Some examples of the most popular frameworks today can be for all-in-one web development (HTML, CSS and JavaScript) Twitter’s Bootstrap, ZURB’s Foundation, Front-end Boilerplate or Themosis. For JavaScript Node.js, backbone.js, knockout.js, Angular.js or Ember.js. In case of PHP you can use CakePHP, Symfony, Laravel, Nette or PhalconPHP. For Ruby it can be Ruby on Rails, Lotus, Padrino or Sinatra.
Learning programming language or framework (library)
The question I asked in the beginning is whether should you learn a programming language or go for framework instead. At the first moment, my vote was one hundred percent for programming language because you should know the fundamentals before narrowing your focus on individual framework or library. However, more important than following any advice is to understand the underlying purpose of your goal to learn new framework.
If you are going to use only some specific framework or you want to get done only some specific goal, you might not want to learn the whole language and its logic. As with everything else, learning requires investing your time and effort, languages particularly. In case you are not in it for a longer run, this investment can become a waste of your resources (psychological and physiological). It was just recently, I had to change my view on this.
In short, if you want to get job done fast without hiring and never look back, wiser choice would be to pick the framework or library of your choice, learn all necessary to use it and then move on. Is this the best practice I would recommend? Absolutely no. Through my career as a web developer and designer I saw very often that code created by someone with short-term approach – learning just the critical amount to get the job done – was not in the best shape, don’t even think about following the best practices.
In a result the first steps were often just cleaning up the code and bringing it to maintainable level. In other words, a big amount of time spent on something that would not be necessary otherwise. For this reason, I often advise people to “suffer” the pain of learning new language(s) including understanding the best practices before doing any programming. Still, if you are not building anything that will be used by more people (personal website, side project), feel free to dump the language and the fundamentals.
For the rest of you aiming for long-term approach or mindset, the best thing to do is to learn the programming language of your choice, master the fundamentals and practice the best practices. The difference will be immediate. In comparison with the result of short-term approach, your code will be much cleaner, faster, simpler and easier to maintain. The important question seems to be what are your intentions or the next future steps. Answering this might help you choose the right way you should go – language or framework / library.
Conclusion
If you want to build something (in the case of programming), you can either pick the programming language according to the requirements of your project or grab some ready-to-use framework or library without getting proper knowledge. The first choice is more time-consuming and not necessary for someone who just wants to get something done and never look back. The second will be the favorite for the rest, people eager to try something.

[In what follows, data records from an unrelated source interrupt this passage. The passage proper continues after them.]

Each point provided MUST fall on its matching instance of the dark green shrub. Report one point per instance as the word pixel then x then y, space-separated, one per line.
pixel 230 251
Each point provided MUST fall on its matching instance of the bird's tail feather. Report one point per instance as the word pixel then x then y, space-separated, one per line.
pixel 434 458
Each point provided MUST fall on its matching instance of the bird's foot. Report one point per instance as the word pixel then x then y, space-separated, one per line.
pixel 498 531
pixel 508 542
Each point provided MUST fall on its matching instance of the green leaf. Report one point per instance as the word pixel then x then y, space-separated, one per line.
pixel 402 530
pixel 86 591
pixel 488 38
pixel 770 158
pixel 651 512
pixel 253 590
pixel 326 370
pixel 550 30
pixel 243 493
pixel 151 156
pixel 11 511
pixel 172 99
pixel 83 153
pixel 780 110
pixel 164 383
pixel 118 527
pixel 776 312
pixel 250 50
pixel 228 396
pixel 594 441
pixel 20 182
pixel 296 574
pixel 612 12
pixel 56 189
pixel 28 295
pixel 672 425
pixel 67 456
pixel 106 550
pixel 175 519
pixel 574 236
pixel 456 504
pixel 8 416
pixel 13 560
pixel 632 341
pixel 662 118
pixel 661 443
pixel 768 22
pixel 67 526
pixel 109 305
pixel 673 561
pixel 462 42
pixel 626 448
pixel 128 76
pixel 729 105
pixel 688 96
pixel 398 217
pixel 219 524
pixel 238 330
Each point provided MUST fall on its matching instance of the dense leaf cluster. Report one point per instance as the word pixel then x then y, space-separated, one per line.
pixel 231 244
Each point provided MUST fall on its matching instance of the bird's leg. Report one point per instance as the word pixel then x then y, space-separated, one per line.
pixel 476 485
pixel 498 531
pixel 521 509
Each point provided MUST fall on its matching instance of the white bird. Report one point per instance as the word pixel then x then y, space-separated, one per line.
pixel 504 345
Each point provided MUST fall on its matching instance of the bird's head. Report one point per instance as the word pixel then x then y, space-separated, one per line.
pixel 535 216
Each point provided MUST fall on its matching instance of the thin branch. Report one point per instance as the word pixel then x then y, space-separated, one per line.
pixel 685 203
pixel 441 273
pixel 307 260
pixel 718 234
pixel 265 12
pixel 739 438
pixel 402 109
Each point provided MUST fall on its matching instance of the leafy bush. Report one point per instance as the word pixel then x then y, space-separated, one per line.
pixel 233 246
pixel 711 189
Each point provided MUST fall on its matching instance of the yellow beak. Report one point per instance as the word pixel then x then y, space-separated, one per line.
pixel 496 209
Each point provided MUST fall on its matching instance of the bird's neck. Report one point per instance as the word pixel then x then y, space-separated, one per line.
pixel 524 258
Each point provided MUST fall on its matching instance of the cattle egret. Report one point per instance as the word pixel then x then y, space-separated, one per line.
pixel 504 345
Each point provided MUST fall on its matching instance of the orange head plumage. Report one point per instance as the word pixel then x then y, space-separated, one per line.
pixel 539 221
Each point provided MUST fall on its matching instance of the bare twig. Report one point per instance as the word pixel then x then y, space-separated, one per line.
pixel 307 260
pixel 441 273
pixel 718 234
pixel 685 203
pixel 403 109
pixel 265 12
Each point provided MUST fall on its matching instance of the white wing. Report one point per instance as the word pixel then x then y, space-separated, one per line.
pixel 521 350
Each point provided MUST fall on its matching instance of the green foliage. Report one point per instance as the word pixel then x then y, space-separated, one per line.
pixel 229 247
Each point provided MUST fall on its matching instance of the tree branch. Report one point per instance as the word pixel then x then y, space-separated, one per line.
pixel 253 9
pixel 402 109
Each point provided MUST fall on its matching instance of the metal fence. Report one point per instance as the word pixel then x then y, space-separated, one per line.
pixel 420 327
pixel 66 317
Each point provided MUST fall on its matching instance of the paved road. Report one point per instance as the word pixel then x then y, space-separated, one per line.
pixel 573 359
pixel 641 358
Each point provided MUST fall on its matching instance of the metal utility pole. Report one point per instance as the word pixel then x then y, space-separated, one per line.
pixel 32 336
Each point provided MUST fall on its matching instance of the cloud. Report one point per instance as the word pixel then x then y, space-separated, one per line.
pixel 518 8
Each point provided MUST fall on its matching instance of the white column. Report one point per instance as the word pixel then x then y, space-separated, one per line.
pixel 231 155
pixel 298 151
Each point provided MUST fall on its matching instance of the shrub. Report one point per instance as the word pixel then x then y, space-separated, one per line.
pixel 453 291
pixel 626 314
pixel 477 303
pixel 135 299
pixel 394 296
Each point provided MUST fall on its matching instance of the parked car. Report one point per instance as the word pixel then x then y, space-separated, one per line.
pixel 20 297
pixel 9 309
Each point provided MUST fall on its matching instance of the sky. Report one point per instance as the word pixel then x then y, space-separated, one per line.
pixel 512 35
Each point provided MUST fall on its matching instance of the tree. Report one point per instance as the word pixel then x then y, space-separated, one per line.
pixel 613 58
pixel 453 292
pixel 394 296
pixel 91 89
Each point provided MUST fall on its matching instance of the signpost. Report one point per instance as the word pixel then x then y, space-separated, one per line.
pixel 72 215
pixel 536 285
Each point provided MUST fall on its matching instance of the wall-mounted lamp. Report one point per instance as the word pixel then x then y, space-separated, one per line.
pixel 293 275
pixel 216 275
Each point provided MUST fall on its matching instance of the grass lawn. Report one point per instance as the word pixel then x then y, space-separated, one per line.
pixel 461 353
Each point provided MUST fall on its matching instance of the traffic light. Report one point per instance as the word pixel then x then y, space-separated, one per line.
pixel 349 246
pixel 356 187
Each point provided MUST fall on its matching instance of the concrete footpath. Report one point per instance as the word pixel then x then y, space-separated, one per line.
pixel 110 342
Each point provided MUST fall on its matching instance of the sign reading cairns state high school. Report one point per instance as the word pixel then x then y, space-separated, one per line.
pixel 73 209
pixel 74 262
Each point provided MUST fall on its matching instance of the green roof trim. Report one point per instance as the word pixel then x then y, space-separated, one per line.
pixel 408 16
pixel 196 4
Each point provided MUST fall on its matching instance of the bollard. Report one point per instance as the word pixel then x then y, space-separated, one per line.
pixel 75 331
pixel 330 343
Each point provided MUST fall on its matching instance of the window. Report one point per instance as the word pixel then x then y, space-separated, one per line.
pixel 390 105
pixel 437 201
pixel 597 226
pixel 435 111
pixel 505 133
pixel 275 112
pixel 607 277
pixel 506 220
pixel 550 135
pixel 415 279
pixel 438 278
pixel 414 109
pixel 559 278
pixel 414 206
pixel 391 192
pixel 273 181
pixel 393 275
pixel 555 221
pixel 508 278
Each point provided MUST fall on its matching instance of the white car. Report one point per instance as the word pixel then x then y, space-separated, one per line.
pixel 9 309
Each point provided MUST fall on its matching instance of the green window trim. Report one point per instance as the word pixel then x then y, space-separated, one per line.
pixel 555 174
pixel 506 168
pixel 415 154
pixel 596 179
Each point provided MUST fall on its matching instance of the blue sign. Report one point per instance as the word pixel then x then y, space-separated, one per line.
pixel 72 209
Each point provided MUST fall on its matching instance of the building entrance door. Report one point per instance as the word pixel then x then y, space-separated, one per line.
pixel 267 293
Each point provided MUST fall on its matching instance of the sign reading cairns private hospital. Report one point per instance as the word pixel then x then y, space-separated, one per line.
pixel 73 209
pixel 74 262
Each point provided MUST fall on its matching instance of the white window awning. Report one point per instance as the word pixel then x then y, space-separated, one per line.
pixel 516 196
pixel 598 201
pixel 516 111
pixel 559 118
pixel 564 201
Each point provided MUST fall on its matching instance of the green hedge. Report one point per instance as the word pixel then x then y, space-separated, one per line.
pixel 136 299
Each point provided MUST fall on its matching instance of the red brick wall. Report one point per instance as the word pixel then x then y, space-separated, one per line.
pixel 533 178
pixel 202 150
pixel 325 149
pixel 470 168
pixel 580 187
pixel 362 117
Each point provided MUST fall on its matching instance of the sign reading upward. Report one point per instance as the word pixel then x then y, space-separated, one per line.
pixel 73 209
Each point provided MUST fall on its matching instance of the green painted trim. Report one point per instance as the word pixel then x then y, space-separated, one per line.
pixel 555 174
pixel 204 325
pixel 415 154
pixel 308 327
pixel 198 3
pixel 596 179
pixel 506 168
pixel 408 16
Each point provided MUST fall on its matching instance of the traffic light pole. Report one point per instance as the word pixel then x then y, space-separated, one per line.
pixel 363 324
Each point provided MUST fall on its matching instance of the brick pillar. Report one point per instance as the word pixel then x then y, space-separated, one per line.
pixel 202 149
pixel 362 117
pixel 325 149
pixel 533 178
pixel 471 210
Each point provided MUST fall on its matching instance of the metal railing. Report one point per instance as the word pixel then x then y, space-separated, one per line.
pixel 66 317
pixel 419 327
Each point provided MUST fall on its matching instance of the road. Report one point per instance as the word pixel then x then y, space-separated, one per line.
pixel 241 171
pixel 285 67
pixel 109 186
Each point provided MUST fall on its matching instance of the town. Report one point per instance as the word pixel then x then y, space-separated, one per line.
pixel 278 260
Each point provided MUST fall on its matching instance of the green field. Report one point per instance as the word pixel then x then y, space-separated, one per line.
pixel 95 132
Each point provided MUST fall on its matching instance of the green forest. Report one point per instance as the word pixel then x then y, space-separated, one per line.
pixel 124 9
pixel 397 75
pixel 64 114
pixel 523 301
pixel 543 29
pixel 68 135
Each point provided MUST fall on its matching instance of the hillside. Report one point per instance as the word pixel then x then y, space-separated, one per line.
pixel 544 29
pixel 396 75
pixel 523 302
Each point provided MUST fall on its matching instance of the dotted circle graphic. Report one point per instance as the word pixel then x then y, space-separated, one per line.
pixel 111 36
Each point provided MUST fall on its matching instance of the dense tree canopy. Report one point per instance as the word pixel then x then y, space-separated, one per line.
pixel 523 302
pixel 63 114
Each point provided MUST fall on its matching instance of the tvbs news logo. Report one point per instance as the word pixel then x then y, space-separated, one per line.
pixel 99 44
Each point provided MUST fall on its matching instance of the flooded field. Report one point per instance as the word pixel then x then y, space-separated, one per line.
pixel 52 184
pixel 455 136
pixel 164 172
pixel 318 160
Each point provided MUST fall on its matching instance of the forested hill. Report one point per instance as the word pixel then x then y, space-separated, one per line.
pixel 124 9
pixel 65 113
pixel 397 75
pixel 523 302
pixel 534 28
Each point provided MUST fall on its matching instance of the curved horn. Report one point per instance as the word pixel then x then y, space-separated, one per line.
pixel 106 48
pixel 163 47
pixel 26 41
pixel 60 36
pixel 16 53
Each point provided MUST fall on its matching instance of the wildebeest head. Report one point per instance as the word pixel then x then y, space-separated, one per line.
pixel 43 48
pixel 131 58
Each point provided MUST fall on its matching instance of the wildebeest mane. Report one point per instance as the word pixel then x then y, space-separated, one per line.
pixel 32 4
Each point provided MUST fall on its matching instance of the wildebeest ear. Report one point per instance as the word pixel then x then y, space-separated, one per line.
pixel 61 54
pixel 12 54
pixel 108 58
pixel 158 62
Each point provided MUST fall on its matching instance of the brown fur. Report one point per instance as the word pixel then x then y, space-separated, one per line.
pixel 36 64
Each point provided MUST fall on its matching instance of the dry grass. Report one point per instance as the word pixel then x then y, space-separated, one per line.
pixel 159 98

However, both choices will come with consequences. Skipping the learning part will increase the probability of missing out some, if not all, good practices related to that programming language which can make the code harder to maintain or understand after a certain time. Every shortcut you take has its own consequences, you had better think twice and choose wisely. So, do you prefer learning whole programming language or just the “critical amount”?